It looks like Google is indeed working on the camera for Android. Google has actually built deep into the OS, some support for two higher-end photography features. This includes raw image formats and burst mode. Now this might sound familiar, that's because last week the guys over at Ars Technica found an API that was in KitKat that was basically hidden because it wasn't done or ready for release.
But now CNET has gotten word from Google spokeswoman Gina Scilgliano that the support is now present in Android's hardware abstraction layer (HAL), which is the part of the OS that handles communications with a mobile device's actual hardware. "Android's latest camera HAL and framework supports raw and burst-mode photography," according Scigliano. "We will expose a developer API in a future release to expose more of the HAL functionality."

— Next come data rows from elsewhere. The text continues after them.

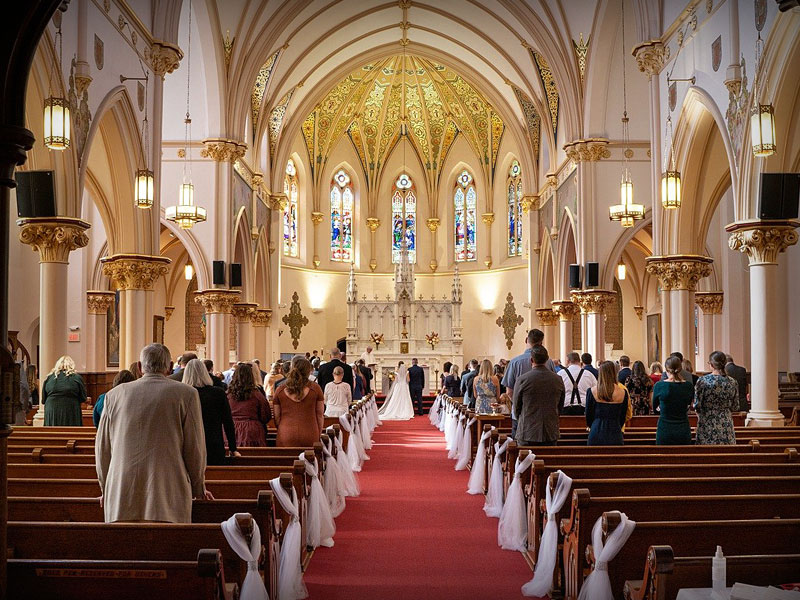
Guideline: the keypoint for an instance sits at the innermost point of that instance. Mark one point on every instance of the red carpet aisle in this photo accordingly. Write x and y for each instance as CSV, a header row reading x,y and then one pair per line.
x,y
414,533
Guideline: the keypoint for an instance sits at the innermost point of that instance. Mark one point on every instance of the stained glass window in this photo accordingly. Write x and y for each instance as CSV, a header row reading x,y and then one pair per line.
x,y
341,217
291,189
404,218
465,203
514,197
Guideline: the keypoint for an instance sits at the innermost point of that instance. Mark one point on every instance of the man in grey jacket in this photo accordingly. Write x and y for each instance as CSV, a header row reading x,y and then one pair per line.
x,y
538,400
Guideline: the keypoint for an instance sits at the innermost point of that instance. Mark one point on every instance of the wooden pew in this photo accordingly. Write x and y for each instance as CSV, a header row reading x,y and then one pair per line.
x,y
665,574
65,579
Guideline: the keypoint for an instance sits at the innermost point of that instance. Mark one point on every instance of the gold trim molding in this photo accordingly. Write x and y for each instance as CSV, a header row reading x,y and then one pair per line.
x,y
53,237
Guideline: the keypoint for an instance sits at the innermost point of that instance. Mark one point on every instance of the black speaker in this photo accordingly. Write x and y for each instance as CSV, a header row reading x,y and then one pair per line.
x,y
35,197
219,272
574,276
236,275
592,275
780,196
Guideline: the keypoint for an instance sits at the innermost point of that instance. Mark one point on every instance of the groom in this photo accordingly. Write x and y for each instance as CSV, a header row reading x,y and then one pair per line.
x,y
416,383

What's so special about an API? Well that means developers could use the abilities in their own apps. Google already uses burst mode on the Nexus 5's HDR+ mode, capturing multiple photos in rapid succession and merging them into a single high-dynamic range photo.
We've complained for at least a couple of years now about how the Nexus' camera really isn't all that good. And we've pretty much chalked it up to the software. Because the Nexus 5 has the same sensor, although smaller, as the G2. The LG G2 takes amazing pictures, and the Nexus 5 just takes good pictures. Also, we've noticed when installing AOSP-based custom ROMs on devices that have great camera's, the camera then takes really crappy photos. Which has led us to believe that it's the software. And hopefully Google can fix this with this new API that they are working on. We've seen some phones like the iPhone 5S, Lumia 1020 and even Android's own LG G2 and Samsung Galaxy Note 3 have some amazing cameras. I just wish the camera on my $350 Nexus 5 took great pictures like that. Don't get me wrong, it's not a terrible camera, but it could be better.